The COVID-19 pandemic has exposed deep-rooted structural inequalities in the U.S. Immense, historic and racialized inequity in health and health care and the near-invisible “essential workers” that makes everyone’s daily lives possible.
Who is “essential?” Who is invisible? What rights do people have to safety and dignity in the workplace? Who is considered expendable?
These issues are not new for people with disabilities, who have fought for access to employment and other civil and human rights for more than half a century.
The Vermont Center for Independent Living (VCIL) has issued a new report with data, history, and personal stories of Vermonters with disabilities. The report shines a light on the achievements and potential of people with disabilities as workers, the barriers and challenges they face, the widespread benefits of an inclusive workplace, and the policies necessary to make Vermont a state where everyone can work productively.
“This readable report is the first of its kind about Vermonters with disabilities and paints a picture of our lives in the state,” VCIL Executive Director Sarah Launderville said. “We’re delighted to be starting a new conversation about how Vermont can tap people with disabilities to fill employment needs in the state, which can help to boost the state’s economy as we emerge from the pandemic.”
Its main points are:
- Vermonters with disabilities are able and willing to work. But only half of the 46,000 of working age are employed.
- Barriers and challenges persist, including the lack of universally designed office systems, limited education options, and inaccessible transportation.
- A truly inclusive workforce would benefit all Vermonters—not just people with disabilities, but their families and communities, other workers and employers—as well as the state economy.
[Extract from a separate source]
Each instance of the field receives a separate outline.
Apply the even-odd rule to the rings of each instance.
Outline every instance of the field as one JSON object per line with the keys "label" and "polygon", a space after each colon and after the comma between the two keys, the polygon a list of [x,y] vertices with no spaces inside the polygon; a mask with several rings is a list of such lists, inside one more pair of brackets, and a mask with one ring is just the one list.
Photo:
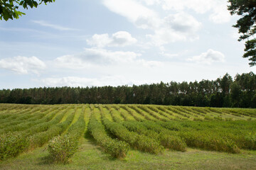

- To fully integrate people with disabilities into the state’s workforce, they need to be able to meet their basic needs; have access to training and higher education; and all workplaces, both in the public and private sectors, need to be accessible to people with disabilities.
The report, the first in a series, was a joint effort of VCIL and the Vermont Developmental Disabilities Council, the Vermont Division for Vocational Rehabilitation, the Vermont Division for the Blind and Visually Impaired, and the Statewide Independent Living Council with support from The Fountain Fund and the Larry Mandell Fund for Racial, Social, and Economic Equity. Public Assets Institute did the research, analysis, writing and design.